I must get medical aid to her quickly, before that trance could deepen, before it could endanger her life.
Going up in the jacket-lift to the sick bay I kept visualizing Ned Dawson's face. Dawson was a strong-jawed, competent physician with years of experience behind him and I was sure he would know what to do.
He was usually in the sick bay attending to the many little sprains and bruises the men brought in with them from the crust. There was a flicker of violet light as the jacket-lift hummed to a stop. I stepped out and raced down a cold-lighted passageway to the "drug shop," my breath coming fast.
On meta-glass chairs amidst a faint odor of antiseptics two men sat frozen, but I thought they were asleep. I went straight through the waiting space with scarcely a glance at them, and burst into the sick bay unannounced.
Dawson was there all right, but he was bent nearly double, frozen in the act of applying a gauze bandage to the badly cut ankle of a miner who stood contemplating his navel like a schizophrene, his head sunken on his chest.
For an instant I just stood there gasping, too stunned to realize that I was staring at a physician who could no longer heal.
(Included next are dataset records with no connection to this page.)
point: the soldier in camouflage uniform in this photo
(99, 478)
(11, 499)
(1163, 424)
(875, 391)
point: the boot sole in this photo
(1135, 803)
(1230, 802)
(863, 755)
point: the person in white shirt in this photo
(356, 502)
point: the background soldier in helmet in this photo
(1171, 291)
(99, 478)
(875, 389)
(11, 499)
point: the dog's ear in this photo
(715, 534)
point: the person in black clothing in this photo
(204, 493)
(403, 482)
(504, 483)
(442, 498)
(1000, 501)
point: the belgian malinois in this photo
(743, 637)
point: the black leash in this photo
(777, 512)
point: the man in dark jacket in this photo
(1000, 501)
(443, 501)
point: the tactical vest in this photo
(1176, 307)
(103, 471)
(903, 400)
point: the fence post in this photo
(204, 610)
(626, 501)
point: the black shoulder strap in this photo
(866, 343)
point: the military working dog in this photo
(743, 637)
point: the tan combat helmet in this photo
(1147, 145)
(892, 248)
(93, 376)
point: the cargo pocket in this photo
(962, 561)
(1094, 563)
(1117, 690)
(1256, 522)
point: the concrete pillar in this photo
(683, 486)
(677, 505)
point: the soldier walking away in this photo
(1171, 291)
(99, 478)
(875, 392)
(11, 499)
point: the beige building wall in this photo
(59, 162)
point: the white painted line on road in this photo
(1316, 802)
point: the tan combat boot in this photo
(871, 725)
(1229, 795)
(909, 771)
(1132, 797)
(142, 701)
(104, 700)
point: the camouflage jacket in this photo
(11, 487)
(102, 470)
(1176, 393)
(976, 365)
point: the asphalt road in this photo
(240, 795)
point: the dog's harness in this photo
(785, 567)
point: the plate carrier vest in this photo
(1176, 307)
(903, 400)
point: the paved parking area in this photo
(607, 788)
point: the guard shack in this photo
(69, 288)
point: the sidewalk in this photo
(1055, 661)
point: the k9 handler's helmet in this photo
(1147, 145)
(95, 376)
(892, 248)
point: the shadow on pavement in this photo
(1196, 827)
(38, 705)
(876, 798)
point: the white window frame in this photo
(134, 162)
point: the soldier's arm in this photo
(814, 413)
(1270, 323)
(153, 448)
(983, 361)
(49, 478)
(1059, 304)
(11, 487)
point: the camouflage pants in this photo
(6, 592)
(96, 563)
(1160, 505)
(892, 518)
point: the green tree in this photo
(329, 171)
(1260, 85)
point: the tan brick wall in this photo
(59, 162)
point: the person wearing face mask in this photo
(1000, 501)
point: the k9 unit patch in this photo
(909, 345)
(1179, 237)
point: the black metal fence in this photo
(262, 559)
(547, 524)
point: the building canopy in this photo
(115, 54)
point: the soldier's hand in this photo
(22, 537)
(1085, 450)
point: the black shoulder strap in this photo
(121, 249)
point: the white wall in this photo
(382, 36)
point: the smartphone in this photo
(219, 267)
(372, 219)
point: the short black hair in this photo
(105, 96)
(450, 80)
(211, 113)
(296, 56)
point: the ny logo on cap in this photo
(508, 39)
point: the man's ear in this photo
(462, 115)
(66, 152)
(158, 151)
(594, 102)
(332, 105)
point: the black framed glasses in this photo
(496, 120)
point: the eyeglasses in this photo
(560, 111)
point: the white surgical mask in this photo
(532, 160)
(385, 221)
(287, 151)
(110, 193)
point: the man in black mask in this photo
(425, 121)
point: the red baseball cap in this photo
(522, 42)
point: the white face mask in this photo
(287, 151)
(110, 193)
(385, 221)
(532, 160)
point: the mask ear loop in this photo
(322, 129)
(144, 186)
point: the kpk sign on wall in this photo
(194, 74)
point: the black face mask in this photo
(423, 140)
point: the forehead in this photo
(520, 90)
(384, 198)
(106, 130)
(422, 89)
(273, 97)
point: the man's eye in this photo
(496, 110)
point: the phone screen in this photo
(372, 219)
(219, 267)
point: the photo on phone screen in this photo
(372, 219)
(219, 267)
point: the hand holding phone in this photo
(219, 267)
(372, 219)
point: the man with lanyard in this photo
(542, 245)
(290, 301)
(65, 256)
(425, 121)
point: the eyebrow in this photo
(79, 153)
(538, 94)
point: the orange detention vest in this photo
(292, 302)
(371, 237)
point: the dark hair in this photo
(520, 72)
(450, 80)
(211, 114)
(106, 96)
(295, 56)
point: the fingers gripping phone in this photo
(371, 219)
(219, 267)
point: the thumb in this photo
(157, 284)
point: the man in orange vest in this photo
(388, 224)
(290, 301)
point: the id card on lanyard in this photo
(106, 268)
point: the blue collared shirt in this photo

It wasn't until I went up to him and discovered that his body was cold and his face a frozen mask that my brain started to soak up horror.
I went reeling out into the passageway like a drunken man and tried to locate the commander, and found him at last in the control room with his body glinting in light-silvered dust.
Murphy was standing beside him. The Irishman had evidently come in for orders and stiffened to immobility with a pipe in his mouth and a slightly provoked look on his face, as though my stupidity still riled him.
A nightmare unreality lengthened the minutes which followed into unevenly-spaced eternities filled with a steadily mounting dread. In the more crowded parts of the ship frozen men clustered in little queues. Every member of the atomotor crew stood frozen at his post. The starboard watch looked like statues carved in bronze and in the chain locker room were three crewmen whose muscular contortions conveyed an illusion of motion as they tugged at windlasses which had ceased to turn.
My palms were wet and I was trembling in every limb when I completed my inspection of the ship. It was especially bad going back in the jacket-lift to the commander's cabin. In the dark fore-hold I had glimpsed obscure, rigid shadows which had unnerved me more than all the frozen, brittle men illumed by cold light in the crew spaces fore and aft.
It was a telepathic voice, but I didn't know that. I thought it was a human voice speaking close to my ear. Appalled, I swung about.